Multiple sclerosis (MS) is a chronic and neurodegenerative disease of the central nervous system (CNS) characterized by the immune mediated attack on axons and the subsequent demyelination. There is growing evidence that the gut microbiota of MS patients is altered; however, the connection between demyelination events and changes in the gut microbiota has not been determined. The objective of the current work was to characterize the microbial dysbiosis in two murine demyelinating models and to study the correlation between them. Concurrently, their suitability as predictors of microbial changes in MS patients was assessed. To this purpose, experimental autoimmune encephalomyelitis (EAE) and cuprizone (CPZ) models were induced in C57BL/6 mice that were monitored for 4 and 9 weeks, respectively. Fecal samples were collected during disease progression. Motor skill performance was evaluated by EAE scale measurement in EAE mice and demyelination by magnetic resonance imaging (MRI) in CPZ ones. EAE and CPZ mice revealed drastic microbial changes according to disease progression, adding a new layer of complexity to the understanding of demyelination and remyelination processes. Besides, the reported microbial changes replicate most of the characteristics that define the potential dysbiosis in MS patients. The controlled environment and stable diet that animals have in research centers offer an exceptional scenario to modify animal's microbiota and provide opportunities to study host microbiota interplay with restrained conditions not achievable in human studies. Nevertheless the slight differences from murine model's and patient's microbiota should be considered in the design of studies aiming to modulate the microbiota.

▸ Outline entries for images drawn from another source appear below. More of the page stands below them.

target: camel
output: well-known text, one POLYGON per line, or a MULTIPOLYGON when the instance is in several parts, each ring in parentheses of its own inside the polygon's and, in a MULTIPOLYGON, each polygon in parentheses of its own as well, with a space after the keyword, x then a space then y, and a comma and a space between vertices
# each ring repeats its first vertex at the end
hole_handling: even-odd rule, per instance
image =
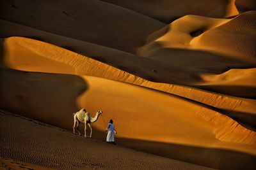
POLYGON ((92 128, 91 123, 95 122, 98 119, 99 116, 102 113, 101 110, 97 111, 96 113, 96 116, 92 117, 89 112, 86 111, 85 108, 83 108, 76 113, 74 113, 74 126, 73 126, 73 133, 75 134, 75 127, 76 123, 77 125, 77 130, 79 135, 81 133, 79 132, 79 124, 80 122, 84 123, 84 137, 86 137, 86 125, 88 125, 91 129, 91 134, 90 138, 92 138, 92 128))

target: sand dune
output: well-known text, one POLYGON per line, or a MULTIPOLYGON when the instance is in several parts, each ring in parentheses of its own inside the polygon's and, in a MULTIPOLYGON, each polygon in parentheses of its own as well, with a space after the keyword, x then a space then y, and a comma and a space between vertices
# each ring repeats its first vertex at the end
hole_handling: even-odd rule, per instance
MULTIPOLYGON (((167 24, 186 15, 225 17, 239 13, 234 4, 235 0, 214 0, 211 2, 204 0, 102 0, 102 1, 131 9, 167 24)), ((250 4, 248 6, 250 6, 250 4)))
POLYGON ((255 40, 255 11, 244 13, 233 19, 187 15, 163 28, 163 30, 167 31, 164 35, 163 31, 152 34, 148 43, 141 48, 138 53, 142 56, 189 67, 217 65, 223 69, 223 66, 218 64, 221 62, 227 62, 227 66, 230 67, 252 66, 255 61, 255 47, 252 43, 255 40), (181 50, 177 49, 188 50, 180 55, 178 53, 181 50), (191 52, 193 50, 195 52, 191 52), (209 52, 208 56, 205 56, 206 52, 209 52), (186 52, 193 57, 185 55, 186 52), (199 57, 196 58, 196 55, 199 57), (195 62, 185 62, 188 59, 198 62, 195 65, 195 62), (216 63, 207 62, 209 59, 216 63))
MULTIPOLYGON (((63 64, 71 66, 74 68, 73 74, 93 76, 139 85, 177 95, 220 109, 251 114, 256 113, 254 100, 209 92, 189 87, 150 81, 86 56, 38 41, 24 38, 10 38, 4 41, 4 48, 6 50, 3 60, 8 67, 29 71, 66 73, 58 69, 58 67, 53 71, 52 69, 54 69, 55 67, 51 67, 49 70, 49 68, 44 65, 38 64, 41 60, 44 62, 45 58, 47 58, 50 59, 49 61, 53 60, 60 62, 61 66, 63 64), (24 56, 29 57, 29 62, 31 63, 38 63, 38 64, 28 64, 26 62, 23 62, 28 60, 20 59, 24 56), (233 103, 240 104, 236 105, 233 104, 233 103)), ((67 70, 72 69, 68 67, 67 70)))
POLYGON ((147 36, 165 25, 100 1, 1 1, 0 8, 1 19, 132 52, 147 36))
POLYGON ((0 113, 2 166, 255 169, 253 1, 32 1, 0 3, 0 108, 26 117, 0 113), (136 150, 103 117, 71 134, 81 108, 136 150))
MULTIPOLYGON (((214 155, 215 149, 220 148, 233 151, 228 155, 236 154, 234 151, 246 152, 249 153, 248 155, 255 153, 255 132, 218 112, 175 96, 95 77, 8 69, 1 70, 1 73, 4 83, 0 95, 6 99, 1 103, 1 108, 20 111, 24 116, 68 131, 72 127, 72 113, 76 108, 86 107, 93 115, 100 109, 105 119, 114 118, 118 129, 118 137, 121 139, 211 148, 212 150, 207 154, 209 157, 214 155)), ((104 139, 106 134, 102 131, 105 126, 103 120, 99 118, 93 125, 93 138, 104 139)), ((161 148, 156 145, 150 152, 150 145, 138 147, 134 142, 127 143, 129 140, 117 141, 120 145, 139 150, 146 148, 149 153, 161 148)), ((175 147, 172 150, 179 155, 184 152, 175 147)), ((189 149, 186 152, 190 156, 184 155, 180 160, 212 167, 216 167, 211 160, 198 161, 189 149)), ((157 155, 173 157, 169 150, 157 155)), ((243 164, 245 161, 251 164, 253 157, 246 161, 237 160, 237 162, 243 164)), ((225 157, 220 159, 225 159, 225 157)))
MULTIPOLYGON (((1 113, 0 118, 3 121, 0 124, 1 136, 3 137, 0 141, 1 144, 4 144, 0 147, 0 155, 14 159, 10 161, 1 158, 2 165, 5 162, 13 166, 15 162, 20 165, 20 169, 36 169, 43 167, 44 169, 211 169, 121 146, 110 146, 95 139, 86 139, 17 115, 1 113), (23 128, 17 129, 13 125, 17 124, 23 128), (13 153, 17 153, 13 155, 13 153), (109 161, 111 159, 113 161, 109 161)), ((16 169, 18 168, 17 166, 16 169)))

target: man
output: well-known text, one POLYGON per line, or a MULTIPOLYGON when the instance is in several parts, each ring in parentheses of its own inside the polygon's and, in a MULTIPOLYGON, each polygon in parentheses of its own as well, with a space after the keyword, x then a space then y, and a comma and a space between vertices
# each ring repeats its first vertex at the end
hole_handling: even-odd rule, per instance
POLYGON ((110 119, 109 123, 108 124, 107 129, 106 129, 106 132, 108 132, 106 141, 108 143, 116 144, 115 143, 115 133, 117 134, 115 126, 113 124, 113 120, 110 119))

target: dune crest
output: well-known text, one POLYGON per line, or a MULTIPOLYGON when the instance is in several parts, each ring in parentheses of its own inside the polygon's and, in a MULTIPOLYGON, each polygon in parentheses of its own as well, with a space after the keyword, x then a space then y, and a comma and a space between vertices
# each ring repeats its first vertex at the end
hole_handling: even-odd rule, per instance
MULTIPOLYGON (((10 50, 4 53, 5 57, 4 57, 4 60, 6 60, 6 65, 10 68, 29 71, 49 72, 47 71, 47 67, 43 65, 40 66, 40 68, 33 68, 34 65, 28 66, 26 62, 20 62, 22 61, 20 60, 18 64, 15 63, 17 61, 16 57, 20 59, 19 57, 22 57, 23 55, 21 55, 22 53, 20 50, 18 52, 16 51, 16 48, 17 48, 18 49, 22 49, 22 50, 24 50, 26 53, 30 53, 30 55, 27 56, 30 56, 31 62, 33 61, 33 59, 35 62, 40 62, 42 57, 42 59, 49 58, 51 60, 55 60, 72 66, 74 69, 72 74, 93 76, 141 85, 229 111, 250 114, 255 114, 256 113, 256 101, 255 100, 209 92, 188 87, 152 82, 86 56, 39 41, 24 38, 12 37, 6 39, 4 45, 5 49, 10 50), (24 47, 16 46, 17 44, 24 46, 24 47), (9 46, 13 48, 8 47, 9 46), (40 57, 33 58, 35 53, 36 57, 38 57, 38 55, 40 57), (32 67, 29 68, 29 67, 32 67), (239 104, 234 104, 234 103, 239 103, 239 104)), ((52 72, 63 73, 59 70, 54 71, 51 70, 51 73, 52 72)))

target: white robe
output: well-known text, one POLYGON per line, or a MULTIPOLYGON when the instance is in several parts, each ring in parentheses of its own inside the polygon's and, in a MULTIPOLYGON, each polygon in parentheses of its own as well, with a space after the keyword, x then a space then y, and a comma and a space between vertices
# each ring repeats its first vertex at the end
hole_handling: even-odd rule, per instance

多发性硬化症(MS)是一种中枢神经系统(CNS)的慢性神经退行性疾病,其特征是免疫介导的轴突攻击和随后的脱髓鞘。越来越多的证据表明,MS 患者的肠道微生物群发生了改变;然而,脱髓鞘事件与肠道微生物群变化之间的联系尚未确定。目前工作的目的是描述两种实验性自身免疫性脑脊髓炎(EAE)和 CPZ 模型的微生物失调,并研究它们之间的相关性。同时,评估它们作为 MS 患者微生物变化预测因子的适用性。为此,在 C57BL/6 小鼠中诱导实验性自身免疫性脑脊髓炎(EAE)和 CPZ 模型,并分别监测 4 周和 9 周。在疾病进展过程中收集粪便样本。通过 EAE 小鼠的 EAE 量表测量和 CPZ 小鼠的磁共振成像(MRI)评估运动技能表现。EAE 和 CPZ 小鼠根据疾病进展显示出明显的微生物变化,为脱髓鞘和髓鞘再生过程的理解增添了新的复杂性。此外,报告的微生物变化复制了大多数定义 MS 患者潜在失调的特征。研究中心中动物的受控环境和稳定饮食为改变动物的微生物群提供了一个极好的场景,并提供了在人类研究中无法实现的受限条件下研究宿主微生物群相互作用的机会。然而,在设计旨在调节微生物群的研究时,应该考虑到与小鼠模型和患者微生物群的微小差异。